[Ruby] codic APIを使って英語での命名で楽する

概要

コーディングに特化した翻訳サービスであるcodicのAPIを用いて、Rubyスクリプトから翻訳を行う。翻訳作業をコマンド化し、手軽に利用できるようにする。

codicには各種エディタから利用できるプラグインなどが既にいくつか存在するが、個人的にどれもしっくり来なかったり、機能過剰だったりしたので、自分でAPIを利用して作ってみることにする。

前提

以下のシステム構成で開発、動作確認済み

要素 バージョン
debian 8.6
ruby 2.2.2

成果物

今回開発したツールは以下のリポジトリから取得可能。導入方法はReadme参照
https://github.com/Sa2Knight/codic-ruby

codicについて

codicとは

codicは、プログラマー・システムエンジニアのためのネーミングツール。私含め英語弱者なプログラマは、クラス名、関数名、変数名などの識別子の命名に苦労することが多々ある。

codicはそれをサポートするツールで、日本語で識別子の概要を入力すると、それなりに適した英語に翻訳してくれる。

一見すると、Google翻訳などの機械翻訳と変わらないが、codicはコーディングに特化した翻訳を行い、コード内で頻出する単語に特に力を入れていたり、キャメルケースやスネークケースなどのフォーマットを指定することもできるなど、まさにプログラマ向けの翻訳ツールである

codic APIとは

名の通り、codicのサービスをプログラムから実行するためのAPIである。ユーザ登録こそ必要なものの、OAuth認証などの手続きは必要なく、ユーザ登録時に取得できるアクセストークンをリクエストヘッダに付与するだけで手軽に利用できる。
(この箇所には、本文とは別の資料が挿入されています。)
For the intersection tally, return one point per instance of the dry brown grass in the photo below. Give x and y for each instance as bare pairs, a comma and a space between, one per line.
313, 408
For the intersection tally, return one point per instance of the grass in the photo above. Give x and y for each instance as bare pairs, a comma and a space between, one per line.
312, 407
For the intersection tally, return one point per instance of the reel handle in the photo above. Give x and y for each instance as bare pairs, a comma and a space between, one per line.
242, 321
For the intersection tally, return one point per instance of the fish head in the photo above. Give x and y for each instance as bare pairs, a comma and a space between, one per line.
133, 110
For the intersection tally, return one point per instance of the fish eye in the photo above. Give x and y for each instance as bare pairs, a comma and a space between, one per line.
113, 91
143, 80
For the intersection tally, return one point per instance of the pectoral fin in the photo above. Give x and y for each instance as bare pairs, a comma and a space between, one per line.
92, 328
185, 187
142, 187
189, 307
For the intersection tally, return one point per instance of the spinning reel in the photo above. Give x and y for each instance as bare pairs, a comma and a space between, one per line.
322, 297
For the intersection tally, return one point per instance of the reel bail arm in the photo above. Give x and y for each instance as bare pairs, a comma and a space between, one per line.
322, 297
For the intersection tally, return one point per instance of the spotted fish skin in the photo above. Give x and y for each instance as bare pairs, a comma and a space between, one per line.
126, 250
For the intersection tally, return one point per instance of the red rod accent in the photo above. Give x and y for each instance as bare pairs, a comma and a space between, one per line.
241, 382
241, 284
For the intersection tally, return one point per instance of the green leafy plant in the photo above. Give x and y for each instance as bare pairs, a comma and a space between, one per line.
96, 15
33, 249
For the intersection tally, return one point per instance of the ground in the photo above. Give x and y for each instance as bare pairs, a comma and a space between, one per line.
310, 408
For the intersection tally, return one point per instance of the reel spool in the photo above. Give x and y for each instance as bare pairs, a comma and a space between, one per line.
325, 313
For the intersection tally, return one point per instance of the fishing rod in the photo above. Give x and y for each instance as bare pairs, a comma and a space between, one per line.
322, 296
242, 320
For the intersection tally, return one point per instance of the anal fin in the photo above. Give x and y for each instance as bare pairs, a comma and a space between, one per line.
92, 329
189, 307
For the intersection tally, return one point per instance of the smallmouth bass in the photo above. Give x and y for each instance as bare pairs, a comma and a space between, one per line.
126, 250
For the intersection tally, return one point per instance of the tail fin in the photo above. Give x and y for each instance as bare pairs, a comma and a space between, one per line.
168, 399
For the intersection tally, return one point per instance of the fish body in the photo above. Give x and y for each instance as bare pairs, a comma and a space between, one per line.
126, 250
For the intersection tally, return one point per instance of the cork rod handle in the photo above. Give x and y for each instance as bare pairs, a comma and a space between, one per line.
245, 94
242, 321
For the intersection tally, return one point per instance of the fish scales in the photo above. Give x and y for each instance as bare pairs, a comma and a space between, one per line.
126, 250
本記事では、日本語を投げると英語が返ってくるEngineAPIのみ利用する。

Engine APIとは

Engine APIは、codicのネーミング生成エンジンにアクセスし、ネーミング変換(和英変換)を行う。

シンプルなリクエストとレスポンスは以下の通り

request(日本語はURLエンコードするものとする)

https://api.codic.jp/v1/engine/translate.json?text=得点を取得する&casing=camel

response

[{"successful"=>true,
  "text"=>"得点を取得する",
  "translated_text"=>"getScore",
  "words"=>
   [{"successful"=>true,
     "text"=>"取得する",
     "translated_text"=>"get",
     "candidates"=>
      [{"text"=>"get"},
       {"text"=>"retrieve"},
       {"text"=>"fetch"},
       {"text"=>"obtain"},
       {"text"=>"acquire"},
       {"text"=>"getting"}]},
    {"successful"=>true,
     "text"=>"得点",
     "translated_text"=>"score",
     "candidates"=>[{"text"=>"score"}, {"text"=>"point"}]},
    {"successful"=>true,
     "text"=>"を",
     "translated_text"=>nil,
     "candidates"=>
      [{"text"=>nil},
       {"text"=>"that"},
       {"text"=>"to"},
       {"text"=>"for"},
       {"text"=>"from"},
       {"text"=>"is"},
       {"text"=>"of"}]}]}]

以上のように、エンジンAPIはGETパラメータで翻訳対象の日本語文字列(text)と、出力フォーマット(casing)を指定するだけで利用できる。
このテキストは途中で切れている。